Kevelaer Bittere Niederlage für Ulrich Janssen

Kevelaer · 129 Mitglieder der Gelderner CDU-Basis haben gestern Abend abgestimmt, ob Janssen "ihr" Bürgermeisterkandidat bleiben soll oder nicht. Ergebnis: Nein - mit knappen 67 zu 62 Stimmen. Die Diskussion davor war aufgewühlt.

 Werden keine Freunde mehr: Versammlungsleiter Stefan Wolters bittet den etwas zu temperamentvollen Ex-Landrat Gerd Jacobs zurück auf seinen Platz.

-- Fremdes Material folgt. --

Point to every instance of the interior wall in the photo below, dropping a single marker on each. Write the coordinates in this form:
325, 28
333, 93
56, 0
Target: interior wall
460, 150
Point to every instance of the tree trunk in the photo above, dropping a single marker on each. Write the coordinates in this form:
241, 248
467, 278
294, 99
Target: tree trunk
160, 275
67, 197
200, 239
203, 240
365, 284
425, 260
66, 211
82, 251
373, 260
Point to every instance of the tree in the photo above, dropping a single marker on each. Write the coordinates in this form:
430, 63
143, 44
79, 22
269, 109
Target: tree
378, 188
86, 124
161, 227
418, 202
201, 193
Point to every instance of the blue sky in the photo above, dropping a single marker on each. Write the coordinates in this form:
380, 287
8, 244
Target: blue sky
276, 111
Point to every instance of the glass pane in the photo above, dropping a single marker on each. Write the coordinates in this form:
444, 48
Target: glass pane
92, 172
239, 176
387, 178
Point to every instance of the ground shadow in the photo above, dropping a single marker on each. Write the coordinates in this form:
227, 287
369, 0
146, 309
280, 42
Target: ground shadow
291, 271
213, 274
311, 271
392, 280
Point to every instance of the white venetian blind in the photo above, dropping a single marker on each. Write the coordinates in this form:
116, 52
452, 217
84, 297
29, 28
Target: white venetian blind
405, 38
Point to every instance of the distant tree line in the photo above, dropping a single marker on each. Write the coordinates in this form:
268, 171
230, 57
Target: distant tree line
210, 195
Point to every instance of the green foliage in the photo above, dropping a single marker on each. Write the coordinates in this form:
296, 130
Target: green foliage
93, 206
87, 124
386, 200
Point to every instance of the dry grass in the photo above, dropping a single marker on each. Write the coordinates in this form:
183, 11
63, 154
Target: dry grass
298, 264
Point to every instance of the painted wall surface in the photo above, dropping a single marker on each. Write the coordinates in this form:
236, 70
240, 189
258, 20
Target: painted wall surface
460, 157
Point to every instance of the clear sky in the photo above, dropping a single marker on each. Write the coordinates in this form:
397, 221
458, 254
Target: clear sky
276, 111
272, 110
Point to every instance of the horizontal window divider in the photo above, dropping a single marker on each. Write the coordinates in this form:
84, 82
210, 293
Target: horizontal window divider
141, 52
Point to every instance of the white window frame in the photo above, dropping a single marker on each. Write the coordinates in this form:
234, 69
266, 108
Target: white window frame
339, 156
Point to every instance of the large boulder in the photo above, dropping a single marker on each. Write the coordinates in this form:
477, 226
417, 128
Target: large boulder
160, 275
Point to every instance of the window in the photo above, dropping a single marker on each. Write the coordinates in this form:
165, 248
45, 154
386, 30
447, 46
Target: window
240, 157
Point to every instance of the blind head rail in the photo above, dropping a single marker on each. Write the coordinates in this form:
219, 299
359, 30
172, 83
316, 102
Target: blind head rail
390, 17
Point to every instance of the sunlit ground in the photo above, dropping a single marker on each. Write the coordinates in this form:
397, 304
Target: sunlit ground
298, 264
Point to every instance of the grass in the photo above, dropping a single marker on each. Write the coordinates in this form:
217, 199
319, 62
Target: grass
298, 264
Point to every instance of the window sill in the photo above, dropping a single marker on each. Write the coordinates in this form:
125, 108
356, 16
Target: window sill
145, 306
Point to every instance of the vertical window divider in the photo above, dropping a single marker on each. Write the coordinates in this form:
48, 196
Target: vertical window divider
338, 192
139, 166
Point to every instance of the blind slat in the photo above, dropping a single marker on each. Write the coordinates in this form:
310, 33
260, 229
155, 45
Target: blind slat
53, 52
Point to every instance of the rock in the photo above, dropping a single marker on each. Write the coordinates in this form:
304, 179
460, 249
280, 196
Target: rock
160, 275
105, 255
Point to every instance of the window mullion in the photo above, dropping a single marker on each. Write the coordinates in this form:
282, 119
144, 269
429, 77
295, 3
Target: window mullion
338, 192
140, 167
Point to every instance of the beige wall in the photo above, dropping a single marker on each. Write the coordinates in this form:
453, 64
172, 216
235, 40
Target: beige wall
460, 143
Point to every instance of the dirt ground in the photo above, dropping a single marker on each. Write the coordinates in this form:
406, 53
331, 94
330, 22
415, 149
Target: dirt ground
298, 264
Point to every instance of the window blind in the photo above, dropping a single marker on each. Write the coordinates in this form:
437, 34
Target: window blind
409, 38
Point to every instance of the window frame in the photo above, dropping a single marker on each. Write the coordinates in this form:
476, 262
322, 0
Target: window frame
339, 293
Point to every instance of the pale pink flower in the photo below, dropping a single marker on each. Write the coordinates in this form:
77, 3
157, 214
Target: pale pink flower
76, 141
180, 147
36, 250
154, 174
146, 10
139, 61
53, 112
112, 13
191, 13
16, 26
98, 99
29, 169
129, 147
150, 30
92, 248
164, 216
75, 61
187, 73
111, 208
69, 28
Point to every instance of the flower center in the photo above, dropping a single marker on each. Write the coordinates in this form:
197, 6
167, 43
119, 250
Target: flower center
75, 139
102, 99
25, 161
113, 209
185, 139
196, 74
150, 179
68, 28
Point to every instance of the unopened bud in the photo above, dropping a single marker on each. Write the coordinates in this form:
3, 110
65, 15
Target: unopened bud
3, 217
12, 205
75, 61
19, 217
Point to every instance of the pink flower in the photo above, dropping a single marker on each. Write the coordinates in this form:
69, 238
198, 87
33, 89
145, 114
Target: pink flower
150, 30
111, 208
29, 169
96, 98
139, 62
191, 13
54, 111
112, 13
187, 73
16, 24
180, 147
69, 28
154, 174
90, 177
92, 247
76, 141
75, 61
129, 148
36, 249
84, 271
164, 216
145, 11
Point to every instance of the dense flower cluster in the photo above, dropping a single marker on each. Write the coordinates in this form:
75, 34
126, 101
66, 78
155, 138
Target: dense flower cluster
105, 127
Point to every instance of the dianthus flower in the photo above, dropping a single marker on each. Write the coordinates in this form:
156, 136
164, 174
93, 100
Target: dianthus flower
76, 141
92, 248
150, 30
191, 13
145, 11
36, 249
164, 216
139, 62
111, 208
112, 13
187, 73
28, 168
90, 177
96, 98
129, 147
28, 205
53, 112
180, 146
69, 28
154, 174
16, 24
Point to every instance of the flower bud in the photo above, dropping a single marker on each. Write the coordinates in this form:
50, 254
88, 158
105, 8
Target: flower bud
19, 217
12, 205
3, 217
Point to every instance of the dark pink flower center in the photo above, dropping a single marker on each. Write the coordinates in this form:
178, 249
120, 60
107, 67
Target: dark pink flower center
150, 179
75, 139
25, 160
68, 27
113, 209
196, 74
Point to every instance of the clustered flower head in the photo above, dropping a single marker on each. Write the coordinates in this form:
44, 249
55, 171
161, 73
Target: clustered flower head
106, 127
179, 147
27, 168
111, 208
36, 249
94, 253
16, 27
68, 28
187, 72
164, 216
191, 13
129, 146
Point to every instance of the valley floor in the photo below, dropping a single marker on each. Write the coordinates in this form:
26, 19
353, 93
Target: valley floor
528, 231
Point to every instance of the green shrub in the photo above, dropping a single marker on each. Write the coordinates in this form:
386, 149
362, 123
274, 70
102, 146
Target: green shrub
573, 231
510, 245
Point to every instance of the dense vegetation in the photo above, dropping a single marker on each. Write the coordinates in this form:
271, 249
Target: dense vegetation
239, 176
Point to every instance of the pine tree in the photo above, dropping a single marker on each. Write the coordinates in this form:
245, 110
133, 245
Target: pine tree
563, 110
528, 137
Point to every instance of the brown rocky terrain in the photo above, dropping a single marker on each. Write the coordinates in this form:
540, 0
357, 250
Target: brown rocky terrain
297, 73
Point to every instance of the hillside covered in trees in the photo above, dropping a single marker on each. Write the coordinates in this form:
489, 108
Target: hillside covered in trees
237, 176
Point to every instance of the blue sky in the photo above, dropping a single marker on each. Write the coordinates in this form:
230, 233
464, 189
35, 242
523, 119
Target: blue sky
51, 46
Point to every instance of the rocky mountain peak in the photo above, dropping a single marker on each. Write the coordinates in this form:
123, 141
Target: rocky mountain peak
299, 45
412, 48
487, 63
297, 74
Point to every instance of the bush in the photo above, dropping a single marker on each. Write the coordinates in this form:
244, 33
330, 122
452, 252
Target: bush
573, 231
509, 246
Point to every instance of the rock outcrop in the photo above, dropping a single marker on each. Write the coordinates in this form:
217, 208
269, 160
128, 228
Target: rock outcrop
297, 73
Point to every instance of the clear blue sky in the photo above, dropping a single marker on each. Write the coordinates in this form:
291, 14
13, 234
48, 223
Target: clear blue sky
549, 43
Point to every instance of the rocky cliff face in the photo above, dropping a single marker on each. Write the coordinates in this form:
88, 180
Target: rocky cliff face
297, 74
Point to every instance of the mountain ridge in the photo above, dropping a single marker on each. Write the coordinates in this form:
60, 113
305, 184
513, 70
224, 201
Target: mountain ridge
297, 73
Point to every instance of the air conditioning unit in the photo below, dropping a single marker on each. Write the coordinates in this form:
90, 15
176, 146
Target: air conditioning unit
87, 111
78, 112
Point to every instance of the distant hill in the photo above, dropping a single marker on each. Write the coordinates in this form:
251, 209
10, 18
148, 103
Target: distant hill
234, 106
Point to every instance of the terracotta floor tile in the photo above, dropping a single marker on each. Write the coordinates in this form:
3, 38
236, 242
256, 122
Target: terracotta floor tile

Werden keine Freunde mehr: Versammlungsleiter Stefan Wolters bittet den etwas zu temperamentvollen Ex-Landrat Gerd Jacobs zurück auf seinen Platz.

Foto: Seybert, Gerhard (seyb)

Jede Menge starke Worte für und gegen Ulrich Janssen flogen gestern Abend in einer gut eineinhalbstündigen Aussprache durch den vollen Saal in der Gaststätte "Zur Niersbrücke". Als schließlich das Ergebnis verkündet wurde, wurde es eher still. 62 Stimmen hatte es für Ulrich Janssen gegeben, 67 gegen ihn. Drei Parteimitglieder hatten also nicht mit Ja oder Nein votiert, denn insgesamt waren 132 Stimmberechtigte da. Zudem hatten viele Interessierte die Diskussion verfolgt.

 Bürgermeister Ulrich Janssen muss sich vom Stadtverbandsvorsitzenden Stefan Wolters, ansonsten eher ein ruhiger Vertreter, in die Schranken weisen lassen.

Bürgermeister Ulrich Janssen muss sich vom Stadtverbandsvorsitzenden Stefan Wolters, ansonsten eher ein ruhiger Vertreter, in die Schranken weisen lassen.

Foto: Seybert, Gerhard (seyb)

Es gehe darum, ob man noch das nötige Vertrauen in Janssen habe, sagte eingangs der Stadtverbandschef und Versammlungsleiter Stefan Wolters. Er lenkte den Blick auf die Facebook-Affäre: Der Bürgermeister hätte erklären müssen, dass er mit etwas, das "nach außen den Eindruck der Manipulation erweckt, nichts zu tun hat", sagte er. Aber: "Je mehr Erklärungsversuche gestartet wurden, desto undurchsichtiger wurde das Ganze."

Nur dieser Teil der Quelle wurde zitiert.